Plausibility of “forgetting” how to make CPUs
- Many see the premise as unrealistic: to fully lose global CPU manufacturing would require extreme events (world war, civilization-scale collapse, or a magical “no more silicon” rule).
- Critics argue that if we’re in a state where no CPUs can be made for decades, the deeper problem is societal collapse, not AWS uptime.
- Others treat it as pure SF / thought experiment: its value is in exploring hardware lifetimes and dependencies, not realism.
Impact on civilization and population
- Debate on how dependent 8B people are on CPUs for food production and logistics. Some think we can’t support current population without them; others think we’d adapt at lower scale.
- Emphasis that the most critical chips aren’t in phones or PCs but in power grids, factories, transportation, and healthcare.
- Historical analogies: Rome, “Dark Ages,” WWII logistics, and lost techniques show that advanced knowledge can disappear while civilization continues, but restarting now would be harder due to depleted easy fossil fuels and higher complexity.
Reinventing computation and fallback tech
- Many argue we’d quickly recreate 1970s–1990s-level CPUs because:
- We know they’re possible and have abundant documentation, die shots, and theory.
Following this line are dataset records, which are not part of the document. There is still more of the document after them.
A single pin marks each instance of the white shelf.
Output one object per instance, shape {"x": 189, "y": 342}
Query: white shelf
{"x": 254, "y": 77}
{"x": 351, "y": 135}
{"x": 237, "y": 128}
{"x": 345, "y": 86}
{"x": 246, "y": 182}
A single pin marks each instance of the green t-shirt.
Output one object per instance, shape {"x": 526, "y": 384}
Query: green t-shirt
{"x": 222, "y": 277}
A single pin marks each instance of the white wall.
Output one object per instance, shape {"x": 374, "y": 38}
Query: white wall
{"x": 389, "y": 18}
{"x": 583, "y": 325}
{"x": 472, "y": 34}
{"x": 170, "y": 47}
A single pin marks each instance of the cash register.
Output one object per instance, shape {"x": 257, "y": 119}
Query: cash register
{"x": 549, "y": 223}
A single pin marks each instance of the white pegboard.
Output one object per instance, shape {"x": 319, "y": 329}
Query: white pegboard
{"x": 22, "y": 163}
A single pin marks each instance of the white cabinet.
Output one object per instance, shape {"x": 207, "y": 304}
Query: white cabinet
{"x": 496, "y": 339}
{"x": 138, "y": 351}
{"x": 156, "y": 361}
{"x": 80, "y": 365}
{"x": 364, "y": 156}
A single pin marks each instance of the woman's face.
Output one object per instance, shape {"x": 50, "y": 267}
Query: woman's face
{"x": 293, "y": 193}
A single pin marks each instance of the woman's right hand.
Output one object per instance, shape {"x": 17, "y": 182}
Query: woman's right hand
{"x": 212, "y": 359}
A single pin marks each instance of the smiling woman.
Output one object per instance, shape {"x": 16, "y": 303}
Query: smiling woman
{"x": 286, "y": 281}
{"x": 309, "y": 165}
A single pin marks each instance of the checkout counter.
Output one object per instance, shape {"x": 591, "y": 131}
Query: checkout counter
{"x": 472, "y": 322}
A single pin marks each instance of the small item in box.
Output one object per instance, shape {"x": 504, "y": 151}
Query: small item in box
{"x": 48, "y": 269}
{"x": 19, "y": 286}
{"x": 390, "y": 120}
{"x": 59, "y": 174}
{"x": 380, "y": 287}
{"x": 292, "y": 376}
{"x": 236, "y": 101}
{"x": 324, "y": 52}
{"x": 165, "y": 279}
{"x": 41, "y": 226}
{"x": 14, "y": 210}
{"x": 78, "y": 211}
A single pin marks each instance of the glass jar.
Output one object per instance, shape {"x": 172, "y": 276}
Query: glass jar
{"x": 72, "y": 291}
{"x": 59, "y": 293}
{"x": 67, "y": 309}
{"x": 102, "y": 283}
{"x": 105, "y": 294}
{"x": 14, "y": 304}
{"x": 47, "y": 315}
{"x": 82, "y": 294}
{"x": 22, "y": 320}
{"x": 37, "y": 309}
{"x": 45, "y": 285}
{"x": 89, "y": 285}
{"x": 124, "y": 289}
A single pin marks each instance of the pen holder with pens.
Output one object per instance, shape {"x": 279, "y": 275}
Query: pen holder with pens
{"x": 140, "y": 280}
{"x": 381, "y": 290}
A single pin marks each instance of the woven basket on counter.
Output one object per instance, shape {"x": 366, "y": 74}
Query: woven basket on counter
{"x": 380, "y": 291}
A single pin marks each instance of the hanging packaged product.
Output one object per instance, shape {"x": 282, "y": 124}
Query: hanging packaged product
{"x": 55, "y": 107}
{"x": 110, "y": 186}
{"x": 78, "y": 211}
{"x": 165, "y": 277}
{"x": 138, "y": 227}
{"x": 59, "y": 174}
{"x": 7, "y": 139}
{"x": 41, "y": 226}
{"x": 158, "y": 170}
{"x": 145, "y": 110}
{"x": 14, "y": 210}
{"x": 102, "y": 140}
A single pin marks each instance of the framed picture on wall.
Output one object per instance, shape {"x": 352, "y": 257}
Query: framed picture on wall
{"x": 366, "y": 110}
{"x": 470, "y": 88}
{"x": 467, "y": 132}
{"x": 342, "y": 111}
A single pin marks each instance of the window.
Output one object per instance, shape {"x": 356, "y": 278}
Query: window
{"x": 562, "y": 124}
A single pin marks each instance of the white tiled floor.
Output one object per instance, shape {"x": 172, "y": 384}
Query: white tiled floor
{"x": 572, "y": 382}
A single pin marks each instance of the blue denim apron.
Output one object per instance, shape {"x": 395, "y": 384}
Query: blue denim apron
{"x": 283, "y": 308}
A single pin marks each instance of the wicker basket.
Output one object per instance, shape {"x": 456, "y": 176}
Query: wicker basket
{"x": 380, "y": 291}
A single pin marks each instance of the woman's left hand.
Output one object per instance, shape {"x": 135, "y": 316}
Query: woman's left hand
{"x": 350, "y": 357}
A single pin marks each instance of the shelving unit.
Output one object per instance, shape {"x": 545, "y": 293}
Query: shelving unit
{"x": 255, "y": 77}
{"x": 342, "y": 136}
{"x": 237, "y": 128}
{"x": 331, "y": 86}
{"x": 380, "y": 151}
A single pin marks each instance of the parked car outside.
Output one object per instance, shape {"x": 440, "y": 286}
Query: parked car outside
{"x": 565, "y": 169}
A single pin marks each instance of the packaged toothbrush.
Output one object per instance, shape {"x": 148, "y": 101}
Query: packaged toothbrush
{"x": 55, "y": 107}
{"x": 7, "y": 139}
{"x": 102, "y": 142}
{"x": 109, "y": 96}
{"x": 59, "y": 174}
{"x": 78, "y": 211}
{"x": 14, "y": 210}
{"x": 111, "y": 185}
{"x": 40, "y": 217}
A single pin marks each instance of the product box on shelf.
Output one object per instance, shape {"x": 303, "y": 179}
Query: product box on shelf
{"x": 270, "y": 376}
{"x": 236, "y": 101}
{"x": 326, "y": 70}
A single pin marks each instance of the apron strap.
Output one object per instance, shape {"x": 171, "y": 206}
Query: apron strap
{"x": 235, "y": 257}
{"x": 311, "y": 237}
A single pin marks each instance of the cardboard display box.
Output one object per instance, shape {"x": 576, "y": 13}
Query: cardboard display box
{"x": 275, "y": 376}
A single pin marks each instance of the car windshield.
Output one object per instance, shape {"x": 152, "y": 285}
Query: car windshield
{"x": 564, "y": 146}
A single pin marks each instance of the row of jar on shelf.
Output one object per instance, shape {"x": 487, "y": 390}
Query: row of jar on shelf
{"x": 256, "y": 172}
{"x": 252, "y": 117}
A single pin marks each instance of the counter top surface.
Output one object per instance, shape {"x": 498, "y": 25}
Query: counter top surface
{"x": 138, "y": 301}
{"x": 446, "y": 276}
- Numerous non–cutting-edge fabs (e.g., 180–28 nm, microcontrollers) already exist.
- Others stress tacit, undocumented process knowledge and the singularity of EUV / ASML-like tooling; recreating cutting edge might take decades.
- Several note fallbacks: vacuum tubes, relays, electromechanical computers, older lithography, alternative semiconductors (e.g., non-silicon materials).
- Even crude CPUs (6502-class) or discrete-logic machines can run robots and bootstrap more factories.
Institutional knowledge and supply-chain fragility
- Strong theme: institutional know‑how is brittle. Examples from other domains:
- Difficulties restarting closed manufacturing lines (appliances, weapons materials, bluing formulas, CRTs).
- Specialized processes lost or hard to reproduce (FOGBANK, CRTs, high‑end tape/CD players).
- Concern that heavy reliance on a few private companies (TSMC, ASML, others) makes advanced nodes a strategic single point of failure, even if older nodes persist.
Hardware longevity and decay
- Several posts focus on failure timelines:
- Consumer gear often starts failing after 10–15 years (capacitors, plastics, drives).
- Large-feature chips resist electromigration, but true lifetimes for 5/3 nm are unknown.
- Keeping complex automated equipment idle often ruins it if shutdown wasn’t designed/documented.
- Consensus: there’s enough existing hardware to bridge at least a decade or two, likely enough to rebootstrap some semiconductor capability, but not indefinitely.
Broader reflections
- Some think a constraint on new CPUs might finally force efficient software and less wasteful computing—though others reply that CPU frequency scaling has already mostly stalled.
- Several highlight that digital records and infrastructure are far more fragile than we assume; analog artifacts (e.g., ancient scrolls) may outlast our data centers.